Cattle now were moved into "Animal Feeding Operations" (AFOs), where they were feed corn. For cattle, corn is junk food. It rapidly fattens them up, but isn't very good for their health. In addition, since they are crowded together in large numbers (particularly in "Concentrated Animal Feeding Operations" or CAFOs) and in generally filthy conditions (a CAFO produces as much waste as a small city), disease is a problem. To combat that, the cattle are given regular doses of antibiotics. This keeps the cattle from getting sick, but it also contributes to the frequency of drug-resistant bacteria.
Small farms began to market "grassfed beef" and milk from "grassfed cows", signifying that they were doing things the old-fashioned way.
However, technically, even the cattle in CAFOs eat grass for the first few months of their lives; they are only "finished" on corn. So industrial agriculture, seeing a marketing opportunity, began selling their CAFO beef and milk as "grassfed".
Small farms have now begun to refer their their cattle as "100% grassfed", "grass finished", or "pastured", so you'll need to start looking for those terms.
Faux Local
Given the above, you knew it was only a matter of time before the term "local" began to be misused by the corporations.

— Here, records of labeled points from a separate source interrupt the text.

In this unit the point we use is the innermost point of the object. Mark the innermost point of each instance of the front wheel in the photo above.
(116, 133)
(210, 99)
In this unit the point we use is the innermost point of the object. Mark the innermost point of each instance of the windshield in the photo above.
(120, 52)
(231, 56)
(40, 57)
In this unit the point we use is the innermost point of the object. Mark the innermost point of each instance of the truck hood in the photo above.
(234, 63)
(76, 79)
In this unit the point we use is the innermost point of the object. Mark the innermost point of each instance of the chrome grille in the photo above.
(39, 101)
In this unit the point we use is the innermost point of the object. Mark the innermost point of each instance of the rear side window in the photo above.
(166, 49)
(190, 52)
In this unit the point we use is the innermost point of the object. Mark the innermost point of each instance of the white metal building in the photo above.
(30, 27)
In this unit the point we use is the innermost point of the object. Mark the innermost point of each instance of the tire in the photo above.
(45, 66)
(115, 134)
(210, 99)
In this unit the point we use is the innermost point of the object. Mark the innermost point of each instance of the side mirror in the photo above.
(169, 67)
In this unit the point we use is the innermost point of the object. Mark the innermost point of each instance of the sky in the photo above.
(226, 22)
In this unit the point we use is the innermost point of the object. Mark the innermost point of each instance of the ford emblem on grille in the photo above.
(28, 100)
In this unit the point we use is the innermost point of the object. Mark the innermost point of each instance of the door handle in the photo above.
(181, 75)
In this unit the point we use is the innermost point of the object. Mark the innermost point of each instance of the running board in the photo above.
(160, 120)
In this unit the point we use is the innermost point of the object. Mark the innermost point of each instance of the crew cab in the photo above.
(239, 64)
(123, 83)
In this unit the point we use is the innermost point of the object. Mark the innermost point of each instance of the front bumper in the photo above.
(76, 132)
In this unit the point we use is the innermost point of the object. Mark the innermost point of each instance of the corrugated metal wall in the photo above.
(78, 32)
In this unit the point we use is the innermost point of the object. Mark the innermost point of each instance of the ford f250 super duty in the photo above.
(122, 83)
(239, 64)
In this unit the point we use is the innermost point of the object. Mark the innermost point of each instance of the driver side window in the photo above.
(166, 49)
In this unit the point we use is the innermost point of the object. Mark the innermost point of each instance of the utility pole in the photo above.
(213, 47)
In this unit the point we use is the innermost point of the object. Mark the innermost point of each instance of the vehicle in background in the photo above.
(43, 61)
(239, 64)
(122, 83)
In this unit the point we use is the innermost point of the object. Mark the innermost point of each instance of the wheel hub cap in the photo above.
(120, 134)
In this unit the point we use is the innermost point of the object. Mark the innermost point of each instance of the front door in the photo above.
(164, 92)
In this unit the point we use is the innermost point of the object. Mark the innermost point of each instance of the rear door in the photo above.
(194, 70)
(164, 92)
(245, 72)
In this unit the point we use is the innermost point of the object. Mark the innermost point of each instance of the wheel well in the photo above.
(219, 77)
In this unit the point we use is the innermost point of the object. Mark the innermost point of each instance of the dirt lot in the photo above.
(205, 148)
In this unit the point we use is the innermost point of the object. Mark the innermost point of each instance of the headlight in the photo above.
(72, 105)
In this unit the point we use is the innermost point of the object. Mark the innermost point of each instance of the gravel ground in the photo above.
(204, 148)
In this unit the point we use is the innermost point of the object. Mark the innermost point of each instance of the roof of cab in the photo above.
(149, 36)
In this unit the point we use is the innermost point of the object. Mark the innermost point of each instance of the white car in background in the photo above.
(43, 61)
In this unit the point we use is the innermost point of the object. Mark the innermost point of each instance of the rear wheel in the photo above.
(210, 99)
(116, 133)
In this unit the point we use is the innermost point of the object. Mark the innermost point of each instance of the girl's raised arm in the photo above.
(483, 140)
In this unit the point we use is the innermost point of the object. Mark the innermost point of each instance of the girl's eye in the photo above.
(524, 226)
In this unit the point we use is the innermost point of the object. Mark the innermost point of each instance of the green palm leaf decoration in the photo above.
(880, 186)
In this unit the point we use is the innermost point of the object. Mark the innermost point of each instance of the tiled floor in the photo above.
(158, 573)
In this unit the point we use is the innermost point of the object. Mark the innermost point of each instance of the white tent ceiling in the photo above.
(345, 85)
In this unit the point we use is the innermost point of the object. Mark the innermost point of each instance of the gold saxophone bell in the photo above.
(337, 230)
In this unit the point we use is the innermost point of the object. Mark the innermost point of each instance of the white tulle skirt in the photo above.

How about "local" Lay's potato chips? That's right, Frito-Lay now has an advertising campaign in which they promote their potato chips as being locally made. You can even go to their web site, enter your zip code and part of the product code from a bag of Lay's potato chips, and they will tell you where that bag was made. Of course, that doesn't necessarily tell you where the potatoes were grown. They're talking "locally made", not "locally grown".
But, once again, that misses the point. Buying "local" is about more than just how many miles the product traveled. It's about buying something directly from the person who grew it, raised it, or made it. It's about shaking the hand that feeds you.
It's definitely not about buying junk food out of a vending machine, no matter how "local" the advertising firm for the corporation that produced it claims it to be.
The corporations aren't changing their methods; they're just changing their marketing.
If this keeps up, we'll have to come up with another term that means "local".